Literature studies have shown that the catalytic activity assessment studies of the CaO synthesized by microwave combustion (CaO-M) had better catalytic activity as compared to CaO synthesized by muffle furnace (CaO-F) [5]. Where, the catalytic studies of the CaO-M and CaO-F were subjected to transesterification reaction of glycerol and dimethyl carbonate. Transesterification reaction was performed at different temperature, molar concentration and microwave irradiation time.
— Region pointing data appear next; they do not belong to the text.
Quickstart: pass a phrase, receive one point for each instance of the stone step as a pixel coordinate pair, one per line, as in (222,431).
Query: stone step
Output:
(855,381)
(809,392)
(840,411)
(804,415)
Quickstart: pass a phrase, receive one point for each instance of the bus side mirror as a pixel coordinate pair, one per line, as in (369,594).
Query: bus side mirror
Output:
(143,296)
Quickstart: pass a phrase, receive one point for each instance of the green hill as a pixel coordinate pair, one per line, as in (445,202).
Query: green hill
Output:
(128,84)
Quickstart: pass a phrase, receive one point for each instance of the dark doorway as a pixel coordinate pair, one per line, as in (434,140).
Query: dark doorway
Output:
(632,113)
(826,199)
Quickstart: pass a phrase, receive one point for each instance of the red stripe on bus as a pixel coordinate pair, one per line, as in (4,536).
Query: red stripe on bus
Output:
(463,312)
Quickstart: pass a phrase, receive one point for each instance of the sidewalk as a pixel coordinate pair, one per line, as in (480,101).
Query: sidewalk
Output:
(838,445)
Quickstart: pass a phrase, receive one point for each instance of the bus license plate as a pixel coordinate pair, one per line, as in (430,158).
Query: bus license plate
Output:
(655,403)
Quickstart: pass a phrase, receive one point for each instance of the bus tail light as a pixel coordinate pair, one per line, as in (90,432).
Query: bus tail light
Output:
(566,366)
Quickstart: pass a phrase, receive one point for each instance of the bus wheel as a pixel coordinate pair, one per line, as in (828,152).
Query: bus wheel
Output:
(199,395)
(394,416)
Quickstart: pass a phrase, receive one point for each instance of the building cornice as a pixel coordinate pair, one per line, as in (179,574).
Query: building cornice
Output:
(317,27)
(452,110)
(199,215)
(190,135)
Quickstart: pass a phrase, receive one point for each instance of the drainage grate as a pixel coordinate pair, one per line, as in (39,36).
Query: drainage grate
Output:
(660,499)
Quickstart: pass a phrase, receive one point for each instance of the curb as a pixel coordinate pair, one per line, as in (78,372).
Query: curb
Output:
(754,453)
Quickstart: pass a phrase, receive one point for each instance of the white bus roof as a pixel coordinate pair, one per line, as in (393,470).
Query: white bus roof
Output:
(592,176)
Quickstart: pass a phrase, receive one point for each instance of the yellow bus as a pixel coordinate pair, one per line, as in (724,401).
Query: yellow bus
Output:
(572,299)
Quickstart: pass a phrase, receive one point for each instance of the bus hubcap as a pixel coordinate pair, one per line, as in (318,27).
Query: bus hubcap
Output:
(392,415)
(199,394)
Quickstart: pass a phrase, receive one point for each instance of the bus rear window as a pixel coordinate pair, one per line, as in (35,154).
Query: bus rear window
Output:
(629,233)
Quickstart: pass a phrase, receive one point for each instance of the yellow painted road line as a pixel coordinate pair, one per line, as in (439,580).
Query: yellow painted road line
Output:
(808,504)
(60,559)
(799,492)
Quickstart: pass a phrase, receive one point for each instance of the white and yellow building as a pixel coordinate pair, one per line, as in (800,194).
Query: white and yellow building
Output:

In the literature, it has been reported that the catalytic activity of the materials is related to their dielectric permittivity [18]. Observed higher dielectric permittivity values of the CaO-M samples in the present studies and enhanced catalytic activity of the CaO-M samples reported in the literature also supports the observed relation between dielectric permittivity and catalytic activity. Similar results were obtained by Bahga Hanna and Fikry H Khalil for local clay samples [18].

4 Conclusions

CaO nanoparticles have been successfully synthesized from waste ES as a source of calcium by solution combustion method using muffle furnace and microwave oven. CaO nanoparticles were characterized using XRD, SEM, EDX, AC conductivity and dielectric studies to correlate the physico-chemical behavior. AC conductivity was found to enhance with an increase in the frequency The ε′ was found to decrease initially with the frequency and finally reaching a constant value at higher frequencies. The frequency dependence of D was found to exhibit a resonance peak in the studied frequency region. Better catalytic activity of CaO-M sample as compared to CaO-F sample was attributed to its lower particle size and higher dielectric permittivity.